Der Kläger beantragt,

das Urteil des Sozialgerichts Dortmund vom 29.01.2007 zu ändern und nach dem erstinstanzlichen Antrag zu erkennen.

Die Beklagte beantragt,

die Berufung zurückzuweisen.

Sie hält die Entscheidung des SG für zutreffend.

Wegen der weiteren Einzelheiten des Sach- und Streitstandes wird Bezug genommen auf den Inhalt der Gerichtsakten und der Verwaltungsakten der Beklagten. Diese Akten waren Gegenstand der mündlichen Verhandlung.

Rechtsweg:

SG Dortmund Urteil vom 29.01.2007 - S 32 AL 26/06

Quelle:

Sozialgerichtsbarkeit BRD

Entscheidungsgründe:

Die zulässige Berufung ist unbegründet.

Das SG hat die Klage zu Recht abgewiesen, weil die Entscheidung der Beklagten rechtmäßig ist. Der Senat geht zunächst mit dem SG davon aus, dass der Kläger im Klageverfahren, wie sich aus seinen ausdrücklich gestellten Anträgen ergibt, ausschließlich eine Förderung der Umschulung zum Hausverwalter und keine andere Maßnahme begehrt. Nur hierüber hat die Beklagte entschieden. Eine andere Fördermaßnahme ist ihm in Form der Integrationsmaßnahme im Übrigen bewilligt worden.
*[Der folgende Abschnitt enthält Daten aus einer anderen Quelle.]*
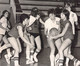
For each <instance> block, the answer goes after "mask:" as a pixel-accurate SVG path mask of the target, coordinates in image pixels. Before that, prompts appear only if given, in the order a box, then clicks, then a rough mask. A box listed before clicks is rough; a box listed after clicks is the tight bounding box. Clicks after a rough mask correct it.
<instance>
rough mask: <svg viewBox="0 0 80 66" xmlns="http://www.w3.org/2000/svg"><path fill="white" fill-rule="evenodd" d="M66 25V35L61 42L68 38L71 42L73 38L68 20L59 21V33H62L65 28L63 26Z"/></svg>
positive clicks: (63, 36) (70, 28) (64, 26)
mask: <svg viewBox="0 0 80 66" xmlns="http://www.w3.org/2000/svg"><path fill="white" fill-rule="evenodd" d="M67 23H69V26H68V28H67V31H66V33H65V34H64V36H63V40H65V39H68V38H69V39H71V40H73V39H74V36H73V31H72V25H71V23H70V21H68V20H66V21H63V20H61V22H60V25H61V32H62V31H63V29H64V28H65V26H66V24H67Z"/></svg>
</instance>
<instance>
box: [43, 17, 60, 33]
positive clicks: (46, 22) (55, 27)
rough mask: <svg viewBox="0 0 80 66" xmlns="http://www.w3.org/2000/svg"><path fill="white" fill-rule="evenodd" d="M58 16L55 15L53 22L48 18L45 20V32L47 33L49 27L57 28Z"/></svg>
mask: <svg viewBox="0 0 80 66" xmlns="http://www.w3.org/2000/svg"><path fill="white" fill-rule="evenodd" d="M59 23H60V18H58V17H56V18H55V21H54V22H53V21H52V20H51V19H50V18H48V19H47V20H46V21H45V24H44V26H45V30H47V31H48V33H47V34H49V31H50V29H51V28H56V29H59V28H60V24H59Z"/></svg>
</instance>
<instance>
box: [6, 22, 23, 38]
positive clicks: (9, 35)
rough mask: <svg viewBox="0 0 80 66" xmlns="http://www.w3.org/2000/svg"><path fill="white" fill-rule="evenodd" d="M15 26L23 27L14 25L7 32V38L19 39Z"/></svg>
mask: <svg viewBox="0 0 80 66" xmlns="http://www.w3.org/2000/svg"><path fill="white" fill-rule="evenodd" d="M17 26H21V27H23V25H22V24H21V23H18V24H16V25H15V26H14V27H13V28H12V29H11V30H10V31H9V32H8V37H15V38H18V37H19V33H18V30H17Z"/></svg>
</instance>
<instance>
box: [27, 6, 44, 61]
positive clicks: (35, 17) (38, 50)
mask: <svg viewBox="0 0 80 66" xmlns="http://www.w3.org/2000/svg"><path fill="white" fill-rule="evenodd" d="M41 23H42V24H44V23H43V22H41ZM28 33H29V34H30V41H31V43H32V44H33V45H34V47H35V43H34V42H36V48H34V49H35V50H34V49H32V50H31V61H32V62H38V59H37V55H38V53H39V52H40V51H41V39H40V14H39V9H38V8H37V7H34V8H32V10H31V15H30V19H29V25H28ZM33 60H34V61H33Z"/></svg>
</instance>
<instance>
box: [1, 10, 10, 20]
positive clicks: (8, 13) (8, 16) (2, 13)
mask: <svg viewBox="0 0 80 66" xmlns="http://www.w3.org/2000/svg"><path fill="white" fill-rule="evenodd" d="M6 12H8V11H7V10H4V11H3V12H2V15H1V17H0V19H1V18H2V17H3V16H4V14H5V13H6ZM9 18H10V13H9V12H8V17H7V20H9Z"/></svg>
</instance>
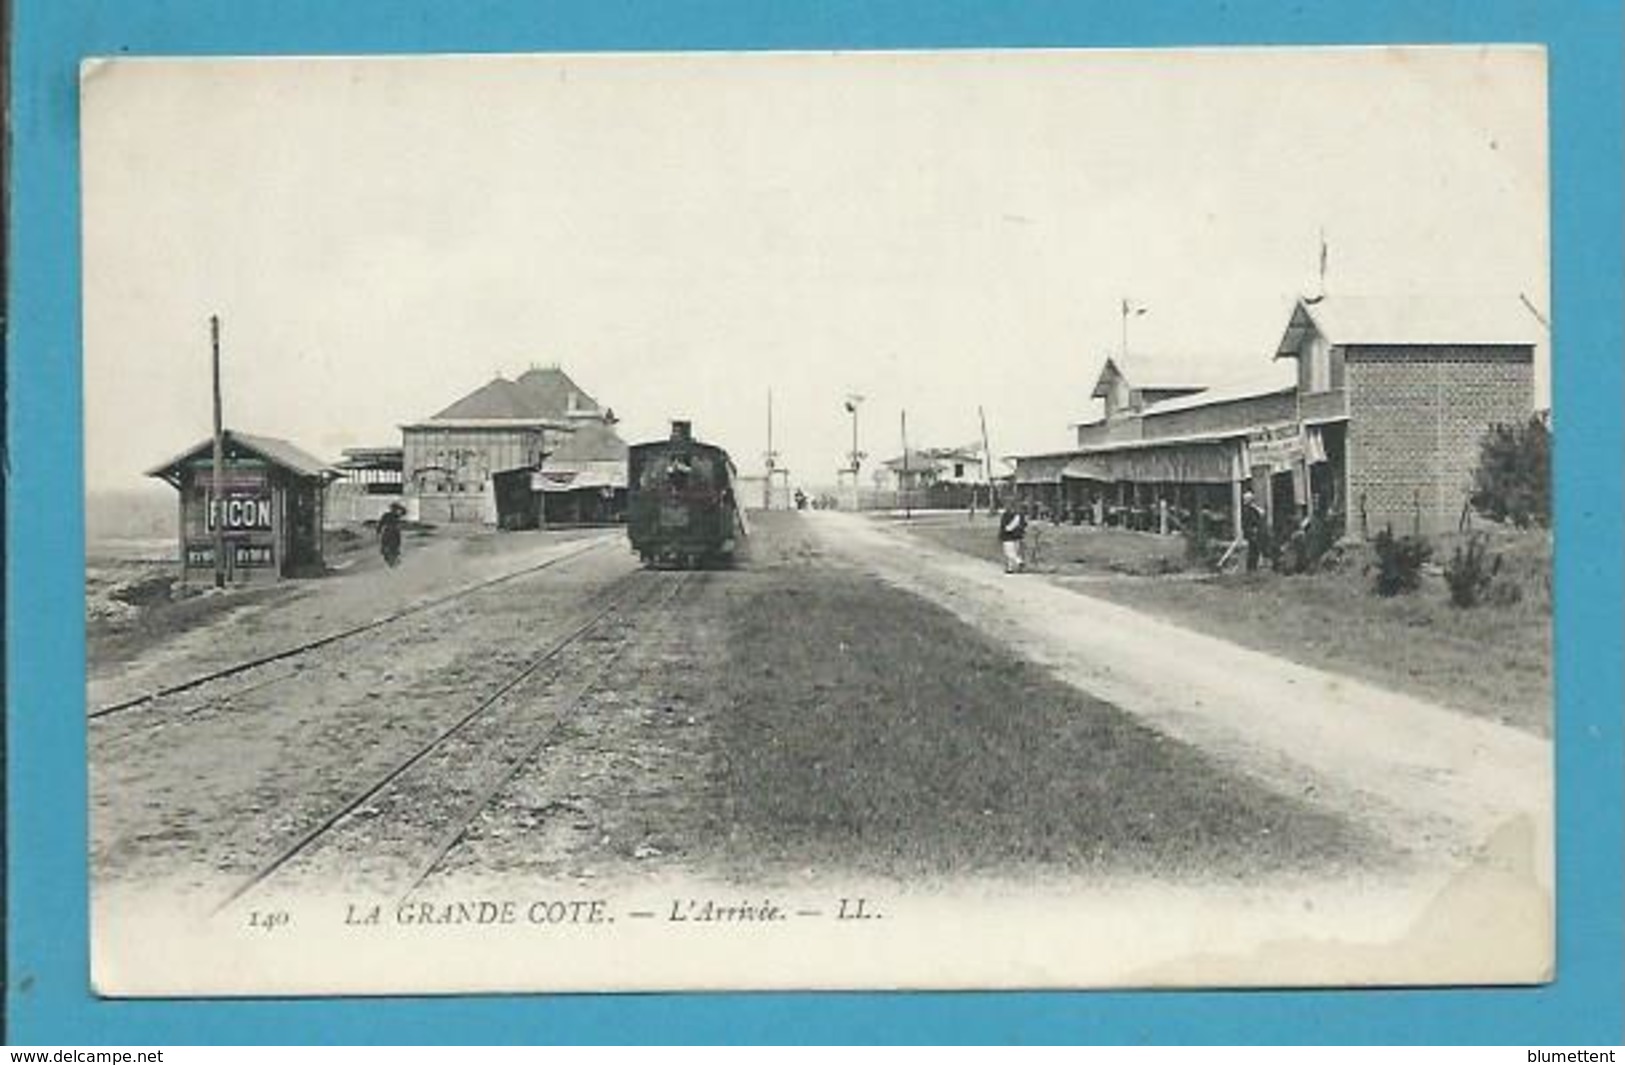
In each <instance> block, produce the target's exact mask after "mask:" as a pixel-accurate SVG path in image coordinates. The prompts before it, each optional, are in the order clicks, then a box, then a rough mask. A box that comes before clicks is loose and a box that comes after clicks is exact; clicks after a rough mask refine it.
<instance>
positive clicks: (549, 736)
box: [215, 571, 695, 914]
mask: <svg viewBox="0 0 1625 1065" xmlns="http://www.w3.org/2000/svg"><path fill="white" fill-rule="evenodd" d="M694 580H695V574H692V572H678V574H663V572H652V571H635V572H632V574H629V576H627V577H626V579H624V582H622V584H621V585H617V587H616V590H614V592H613V593H611V597H609V602H606V603H603V605H600V606H596V608H593V610H591V611H590V613H588V615H587V616H585V618H582V619H580V621H577V623H575V624H572V626H570V628H569V629H567V631H565V632H564V634H562V636H559V637H556V639H552V641H551V642H549V644H548V646H546V647H543V649H541V650H539V652H538V654H536V655H535V657H531V659H530V660H528V662H526V663H525V665H523V667H522V668H518V670H515V672H512V673H509V675H507V676H505V678H504V680H502V681H500V683H499V685H496V686H494V688H492V689H491V691H487V693H486V694H484V696H483V698H479V699H478V702H476V704H474V706H473V707H471V709H468V711H466V712H465V714H461V715H458V717H457V719H455V720H453V722H452V724H450V725H447V727H444V728H440V730H439V732H437V733H436V735H432V737H429V738H427V740H426V741H423V743H418V745H416V746H414V748H413V750H411V751H410V753H406V754H405V756H401V758H397V759H393V761H392V763H390V764H388V766H387V767H385V769H384V771H382V772H375V774H372V776H371V777H369V779H367V780H366V782H358V784H356V785H354V789H351V790H349V795H348V798H345V800H343V802H340V803H336V805H335V806H332V808H330V810H327V813H323V815H319V816H315V818H314V821H312V823H310V824H309V826H307V828H304V831H301V832H299V834H297V836H294V837H293V839H288V841H284V842H283V844H280V845H278V847H275V850H273V852H271V854H270V855H268V857H267V859H263V860H262V862H260V863H258V865H257V868H255V872H254V873H252V875H249V876H247V878H245V880H242V881H241V883H239V885H237V886H236V888H234V889H232V891H231V893H229V894H226V896H224V898H223V899H221V902H219V904H218V906H216V907H215V912H216V914H219V912H223V911H226V909H229V907H232V906H234V904H236V902H239V901H241V899H244V898H245V896H249V894H252V893H257V891H260V889H262V888H265V886H267V885H268V883H270V881H273V880H275V878H278V876H284V875H294V873H296V870H297V868H299V867H304V868H306V870H307V875H309V872H310V870H312V868H315V870H317V872H325V870H323V868H322V862H323V860H325V862H327V863H328V865H330V867H332V865H336V867H338V868H336V872H338V875H340V876H341V878H359V880H374V881H377V883H379V885H384V886H385V889H388V891H392V893H398V894H400V898H401V899H405V898H406V896H410V894H411V893H413V889H416V888H418V886H419V885H421V883H423V881H424V880H427V878H429V876H431V875H432V873H434V872H436V870H437V868H439V867H440V863H442V862H444V860H445V857H447V855H448V854H452V852H453V850H455V849H457V845H458V844H460V842H461V841H463V837H465V836H466V832H468V829H470V826H471V824H473V823H474V819H476V818H478V816H479V813H481V811H483V810H484V808H486V806H487V805H489V803H491V802H492V798H494V797H496V795H497V793H499V792H500V790H502V789H504V787H505V785H507V784H509V782H510V780H512V779H513V777H515V776H517V774H518V772H520V771H522V769H523V767H525V766H526V764H530V763H531V761H533V759H535V756H536V754H538V753H539V751H541V750H543V748H544V746H546V745H548V743H549V741H551V740H554V738H556V737H557V735H559V733H561V730H562V728H565V725H567V724H569V722H570V719H572V715H574V712H575V711H577V709H578V707H580V704H582V702H583V699H587V698H588V696H590V694H591V693H593V691H595V689H598V688H600V686H603V683H604V680H606V678H608V676H609V675H611V672H613V668H614V667H616V663H617V662H619V660H621V657H622V655H624V654H626V650H627V649H629V647H630V646H632V641H634V639H635V637H637V636H639V632H640V626H647V624H648V623H650V618H658V616H661V615H663V613H665V611H666V610H668V606H669V605H671V603H673V600H676V598H678V597H679V595H681V593H682V592H684V590H686V589H687V587H689V585H691V584H692V582H694ZM617 629H619V631H617ZM569 649H575V654H572V655H567V657H565V655H564V652H565V650H569ZM520 696H523V698H520ZM538 707H539V709H538ZM323 881H325V883H332V880H323Z"/></svg>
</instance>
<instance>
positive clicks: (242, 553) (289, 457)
mask: <svg viewBox="0 0 1625 1065" xmlns="http://www.w3.org/2000/svg"><path fill="white" fill-rule="evenodd" d="M224 455H226V465H224V478H223V485H221V498H219V499H218V501H216V499H215V491H213V481H215V441H213V439H205V441H202V442H198V444H197V446H193V447H190V449H187V450H184V452H182V454H179V455H176V457H174V459H171V460H169V462H164V463H161V465H158V467H153V468H151V470H148V472H146V475H148V476H156V478H159V480H163V481H164V483H167V485H171V486H172V488H174V489H176V491H177V493H179V499H177V522H179V540H180V577H182V580H202V579H210V580H211V579H213V577H215V524H216V522H221V525H223V530H224V541H226V579H228V580H231V582H234V584H245V582H250V580H265V579H280V577H297V576H312V574H319V572H322V569H323V563H322V509H323V504H325V489H327V485H328V481H330V480H332V478H333V472H332V470H330V468H328V465H327V463H323V462H322V460H320V459H317V457H314V455H310V454H309V452H304V450H301V449H299V447H296V446H293V444H289V442H288V441H280V439H276V437H270V436H250V434H247V433H236V431H231V429H228V431H226V434H224Z"/></svg>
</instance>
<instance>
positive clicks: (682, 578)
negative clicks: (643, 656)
mask: <svg viewBox="0 0 1625 1065" xmlns="http://www.w3.org/2000/svg"><path fill="white" fill-rule="evenodd" d="M692 582H694V571H684V574H682V577H681V579H678V580H676V582H673V587H671V590H669V592H666V595H665V597H663V598H661V600H660V602H658V603H655V606H653V611H655V613H663V611H665V610H666V608H668V606H669V605H671V600H674V598H676V597H678V595H679V593H681V592H682V589H686V587H687V585H689V584H692ZM629 647H632V641H630V639H626V641H622V642H621V646H619V647H616V649H614V652H611V655H609V657H608V659H604V662H603V663H601V665H600V667H598V668H596V670H595V672H593V676H591V680H590V681H587V683H585V685H583V686H582V688H580V691H577V693H575V694H574V696H572V698H570V701H569V702H567V706H565V709H564V711H561V712H559V714H557V715H556V717H554V720H552V722H551V724H549V725H548V727H546V728H543V730H541V735H538V737H536V740H535V741H531V743H530V745H526V746H525V750H523V751H522V753H520V756H518V758H515V759H513V761H512V763H510V764H509V766H507V767H505V769H502V771H500V772H499V774H496V776H494V777H492V780H491V782H489V784H487V785H486V787H484V789H481V790H479V793H478V795H476V797H474V800H473V802H470V803H468V805H466V806H465V808H463V811H461V815H460V816H458V818H457V819H455V821H453V823H452V826H450V828H448V829H447V831H445V832H442V836H440V837H439V839H437V841H436V844H434V847H432V849H431V854H429V860H427V862H426V863H423V865H419V867H418V872H416V873H414V875H413V878H411V881H410V883H408V886H406V889H405V891H403V893H401V894H400V898H398V899H397V902H405V901H406V899H408V898H411V894H413V891H416V889H418V888H419V886H421V885H423V881H426V880H429V876H431V875H432V873H434V870H436V868H439V865H440V862H444V860H445V855H448V854H450V852H452V850H453V849H455V847H457V844H460V842H461V841H463V837H465V836H466V834H468V829H470V828H471V826H473V823H474V818H478V816H479V815H481V813H483V811H484V810H486V806H489V805H491V800H492V798H496V797H497V792H500V790H502V789H504V787H507V784H509V780H512V779H513V777H517V776H518V772H520V769H523V767H525V766H528V764H530V761H531V759H533V758H535V756H536V751H539V750H541V748H543V746H546V743H548V741H549V740H552V738H554V737H556V735H559V730H562V728H564V725H565V724H569V720H570V719H572V717H575V712H577V711H580V709H582V702H583V701H585V699H587V696H590V694H591V693H593V691H595V689H596V688H598V686H600V683H603V678H604V673H608V672H609V668H611V667H614V665H616V662H619V660H621V655H624V654H626V650H627V649H629Z"/></svg>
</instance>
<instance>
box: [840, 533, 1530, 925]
mask: <svg viewBox="0 0 1625 1065" xmlns="http://www.w3.org/2000/svg"><path fill="white" fill-rule="evenodd" d="M809 517H811V519H812V520H814V527H816V528H817V530H819V532H821V533H822V537H824V540H825V543H827V545H829V546H830V548H832V550H835V551H840V553H843V554H845V556H848V558H851V559H853V561H856V563H860V564H863V566H864V567H868V569H871V571H873V572H876V574H877V576H881V577H882V579H884V580H887V582H890V584H892V585H895V587H900V589H905V590H908V592H913V593H916V595H921V597H923V598H926V600H929V602H934V603H938V605H941V606H946V608H947V610H951V611H954V613H955V615H957V616H959V618H960V619H964V621H968V623H972V624H977V626H980V628H981V629H985V631H988V632H993V634H996V636H998V637H999V639H1003V641H1004V642H1006V644H1007V646H1009V647H1012V649H1016V650H1019V652H1020V654H1024V655H1027V657H1030V659H1032V660H1037V662H1040V663H1045V665H1050V667H1051V668H1055V670H1056V673H1058V675H1059V676H1063V678H1064V680H1068V681H1071V683H1072V685H1076V686H1079V688H1082V689H1084V691H1089V693H1090V694H1094V696H1098V698H1102V699H1107V701H1108V702H1113V704H1115V706H1118V707H1121V709H1124V711H1128V712H1131V714H1136V715H1139V717H1141V719H1142V720H1146V722H1147V724H1150V725H1154V727H1155V728H1159V730H1163V732H1167V733H1170V735H1175V737H1178V738H1181V740H1186V741H1189V743H1194V745H1196V746H1199V748H1201V750H1204V751H1207V753H1209V754H1212V756H1214V758H1217V759H1219V761H1220V763H1224V764H1228V766H1232V767H1235V769H1238V771H1243V772H1246V774H1250V776H1253V777H1254V779H1263V780H1266V782H1269V784H1271V785H1272V787H1276V789H1279V790H1282V792H1287V793H1292V795H1303V797H1306V798H1311V800H1315V802H1319V803H1324V805H1328V806H1331V808H1336V810H1339V811H1342V813H1344V815H1347V816H1352V818H1354V819H1357V821H1358V823H1363V824H1365V826H1368V828H1373V829H1376V831H1380V832H1381V834H1383V836H1384V837H1388V839H1389V841H1393V842H1394V845H1396V847H1399V849H1402V850H1409V852H1412V854H1414V855H1415V857H1417V859H1419V860H1420V862H1423V863H1436V865H1441V867H1456V865H1459V863H1462V862H1471V863H1474V865H1482V863H1485V862H1488V863H1492V865H1493V867H1495V868H1497V870H1498V872H1501V873H1508V875H1513V876H1519V878H1527V880H1532V885H1534V886H1536V888H1537V889H1540V891H1544V893H1550V888H1552V831H1550V829H1552V746H1550V743H1549V741H1547V740H1542V738H1539V737H1532V735H1529V733H1526V732H1519V730H1516V728H1508V727H1505V725H1498V724H1493V722H1487V720H1482V719H1475V717H1471V715H1466V714H1459V712H1454V711H1448V709H1443V707H1438V706H1433V704H1428V702H1423V701H1419V699H1414V698H1409V696H1401V694H1396V693H1391V691H1383V689H1380V688H1375V686H1371V685H1367V683H1360V681H1355V680H1350V678H1345V676H1337V675H1332V673H1326V672H1321V670H1313V668H1308V667H1303V665H1295V663H1290V662H1284V660H1280V659H1276V657H1271V655H1266V654H1259V652H1256V650H1248V649H1243V647H1238V646H1235V644H1228V642H1225V641H1220V639H1214V637H1211V636H1202V634H1198V632H1191V631H1189V629H1183V628H1180V626H1175V624H1170V623H1167V621H1160V619H1155V618H1150V616H1147V615H1141V613H1136V611H1134V610H1129V608H1124V606H1120V605H1113V603H1108V602H1103V600H1098V598H1092V597H1089V595H1085V593H1081V592H1076V590H1071V589H1064V587H1058V585H1055V584H1051V582H1048V580H1045V579H1043V577H1037V576H1016V577H1007V576H1004V574H1003V572H1001V571H998V569H994V567H991V566H988V564H986V563H981V561H978V559H972V558H967V556H964V554H959V553H954V551H947V550H942V548H936V546H931V545H928V543H925V541H921V540H920V538H913V537H907V535H905V533H902V532H899V530H895V528H889V527H886V525H882V524H877V522H873V520H866V519H861V517H855V515H850V514H838V512H819V514H814V515H809Z"/></svg>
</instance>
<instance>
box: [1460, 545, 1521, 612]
mask: <svg viewBox="0 0 1625 1065" xmlns="http://www.w3.org/2000/svg"><path fill="white" fill-rule="evenodd" d="M1500 572H1501V556H1500V554H1497V556H1495V558H1493V559H1492V558H1490V553H1488V550H1487V548H1485V546H1484V537H1472V538H1469V540H1467V543H1464V545H1458V546H1456V550H1454V551H1453V553H1451V556H1449V561H1448V563H1446V564H1445V584H1448V585H1449V602H1451V603H1453V605H1456V606H1477V605H1479V602H1480V600H1482V598H1484V595H1485V592H1488V590H1490V585H1492V584H1493V582H1495V576H1497V574H1500ZM1510 587H1514V589H1516V585H1510Z"/></svg>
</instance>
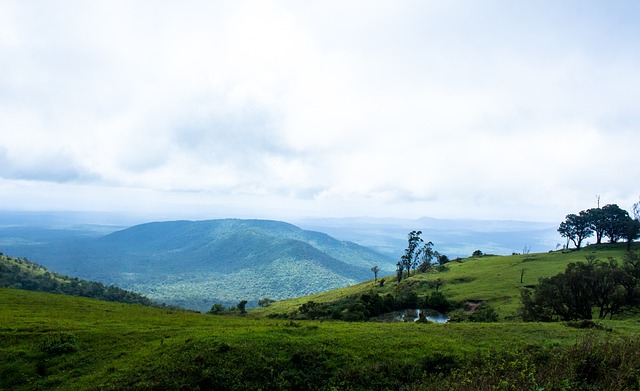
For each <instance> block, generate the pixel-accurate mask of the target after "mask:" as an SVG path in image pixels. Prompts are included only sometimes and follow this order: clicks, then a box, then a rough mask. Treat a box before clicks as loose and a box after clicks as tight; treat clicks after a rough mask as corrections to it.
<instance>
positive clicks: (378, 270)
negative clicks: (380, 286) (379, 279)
mask: <svg viewBox="0 0 640 391" xmlns="http://www.w3.org/2000/svg"><path fill="white" fill-rule="evenodd" d="M371 271H372V272H373V283H374V284H377V283H378V272H379V271H380V268H379V267H378V266H377V265H376V266H373V267H372V268H371Z"/></svg>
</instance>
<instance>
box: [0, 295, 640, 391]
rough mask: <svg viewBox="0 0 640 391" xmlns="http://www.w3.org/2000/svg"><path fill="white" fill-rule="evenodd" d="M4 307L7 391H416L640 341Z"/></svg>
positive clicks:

Ein Anspruch des Klägers auf die Förderung der begehrten Umschulung zum Hausverwalter besteht aber unter keinem rechtlichen Gesichtspunkt.

Der Senat folgt nach eigener Überprüfung der Sach- und Rechtslage den Gründen des angefochtenen Urteils, die er für vollständig überzeugend erachtet. Gem. § 153 Abs. 2 Sozialgerichtsgesetz (SGG) wird insoweit von einer weiteren Darstellung der Entscheidungsgründe abgesehen. Diese Beurteilung des SG wird zusätzlich gestützt durch den Abschlussbericht der D GmbH, in dem nachvollziehbar dargelegt ist, dass die Fixierung des Klägers auf eine Umschulung Integrationsbemühungen sogar erschwert.

Zweifel an der Zuständigkeit der Beklagten im Hinblick auf den Leistungsbezug des Klägers nach dem Zweiten Buch Sozialgesetzbuch (SGB II) durch eine Optionskommune können vor diesem Hintergrund dahingestellt bleiben.

Die Kostenentscheidung folgt aus den §§ 183, 193 SGG.

Die Revision wird nicht zugelassen, weil die Voraussetzungen des § 160 Abs. 2 Nrn. 1 oder 2 SGG nicht vorliegen.